Premières lignes de code, premières impressions.. L'image que je me faisais du langage Python était entièrement biaisée. Non seulement, c'est loin d'être un langage de niche, mais en plus, il introduit des notions et des types de données (sets, lists, tuples, dicts, ...) que je n'avais pas du tout l'habitude de convoiter en PHP où presque tout est "array".

J'ai même eu l'occasion de me retrouver dans de nombreux principes de la philosophie du langage. Plusieurs aphorismes ont d'ailleurs été énoncés par "Tim Peters", un grand contributeur de l'écosystème Python, afin de définir ces principes. Parmi ceux-ci, je retiendrais:

  • Explicit is better than implicit.
  • Simple is better than complex.
  • Complex is better than complicated.
  • Flat is better than nested.
  • Readability counts.
  • If the implementation is hard to explain, it's a bad idea.

Source: The Zen of Python

Contrairement à mes appréhensions, l'utilisation stricte de l'indentation n'est pas un frein au développement. Après quelques minutes, cela devient tout à fait naturel, et beaucoup plus facile à lire. De plus, ça incite à factoriser d'avantage pour ne pas "sur-imbriquer" notre code.

Coté performance, il serait difficile de donner des chiffres compte tenu de l'envergure du projet. Néanmoins, le langage est utilisé par de nombreux gros projets et entreprises avec une forte nécessité en terme de performances. On peu ainsi citer Google, la NASA, Blender pour la partie scripting, ... (source)

Si je devais faire le rapprochement avec un autre langage plus familier, ce serait le Ruby. En effet, c'est un langage interprété, rapide, portable, sa syntaxe est concise et lisible, il a tout pour plaire !

Passons à la pratique

Chez Marmelab, un projet n'est viable que s'il répond à certaines règles aussi simples que précises, c'est ce que j'ai appris dès les 15 premières minutes après mon arrivée.
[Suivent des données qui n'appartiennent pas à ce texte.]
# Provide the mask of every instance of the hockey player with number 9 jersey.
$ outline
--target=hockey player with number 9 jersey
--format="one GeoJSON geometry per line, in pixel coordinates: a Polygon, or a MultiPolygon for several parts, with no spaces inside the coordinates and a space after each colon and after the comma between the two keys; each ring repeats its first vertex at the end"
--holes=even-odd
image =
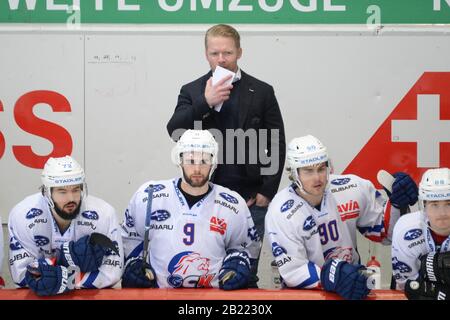
{"type": "Polygon", "coordinates": [[[248,286],[260,241],[244,199],[208,182],[217,148],[208,131],[187,130],[173,152],[182,178],[146,182],[133,195],[122,223],[123,287],[248,286]]]}
{"type": "Polygon", "coordinates": [[[294,183],[275,196],[266,217],[284,286],[322,286],[347,299],[364,298],[369,288],[359,264],[356,232],[389,244],[390,228],[400,216],[398,208],[416,202],[414,181],[396,174],[394,184],[407,181],[412,189],[392,193],[391,203],[397,208],[391,207],[370,181],[331,174],[326,148],[311,135],[289,143],[287,165],[294,183]]]}

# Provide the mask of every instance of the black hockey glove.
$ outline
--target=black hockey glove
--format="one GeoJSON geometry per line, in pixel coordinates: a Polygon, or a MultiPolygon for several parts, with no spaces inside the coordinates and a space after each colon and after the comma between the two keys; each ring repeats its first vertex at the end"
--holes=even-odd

Tout d'abord, un projet doit obligatoirement posséder un Makefile. Non seulement cela permet à n'importe qui d'installer et de tester rapidement un projet peu importe sa connaissance du fonctionnement; mais en plus, il est toujours possible de travailler sur ce même projet même après plusieurs mois.. Je me suis donc attelé à la tâche en créant un Makefile permettant d'installer, de lancer, de tester et de valider la syntaxe du code à travers pep8, un linter qui implémente les règles du Python Enhancement Proposals.

Makefile et Dockerfile

Comme vous pouvez le voir, j'ai également entièrement "containerisé" le programme à l'aide d'une image Docker officielle pour Python 3. Comme précisé dès le départ, je devais pouvoir être en mesure de fournir à n'importe quel "testeur" un environnement semblable à celui de mon poste de développement. Une expérience très enrichissante à laquelle je m'adonnerais volontié lors de mes futurs développements !

Docker

Ensuite, me voilà lancé dans le développement. Je commence à créer l'ensemble des fichiers de jeu ("board.py", "game.py", "cell.py", ...) et écrire mes première lignes de code et là.., stupeur, je ne parviens pas à lier mes modules entre eux, mais pourquoi donc ?

Après une petite entrevue avec mon collègue référent, j'apprends que les dossiers où sont situés les fichiers doivent posséder un fichier nommé "__init__.py" pour être découverts par le système de modules. Malgré cette petite anicroche, je reste tout de même séduit par le système de module de Python, à la fois très loin du système de namespaces de PHP mais très proche de celui d'ES6 (sans la notion d'export).

from .cell import new_cell, get_symbol, TYPE_WHITE, TYPE_BLACK, TYPE_EMPTY
from .matrix import new_matrix, draw_cells, get_size as get_matrix_size
from .vector import get_directionnal_vectors, get_vector_add_generator

Premiers commits, premières pull requests, je reçois instantanément mes premières remarques. La plupart des remarques portent sur de petits détails. Surpris, je continue aveuglément à développer sans prendre toute l'importance d'une seule parmi celles-ci.

PR review

Plus tard, et le programme quasi abouti, voici venu le temps des tests, me voici donc au pied du mur, j'ai inclus le plus gros de la logique dans une classe, rendant les tests unitaires (un peu) plus difficiles. Je fais donc le choix de sortir l'ensemble de ma logique de la classe et de donc de profiter pleinement du système de module fourni par Python.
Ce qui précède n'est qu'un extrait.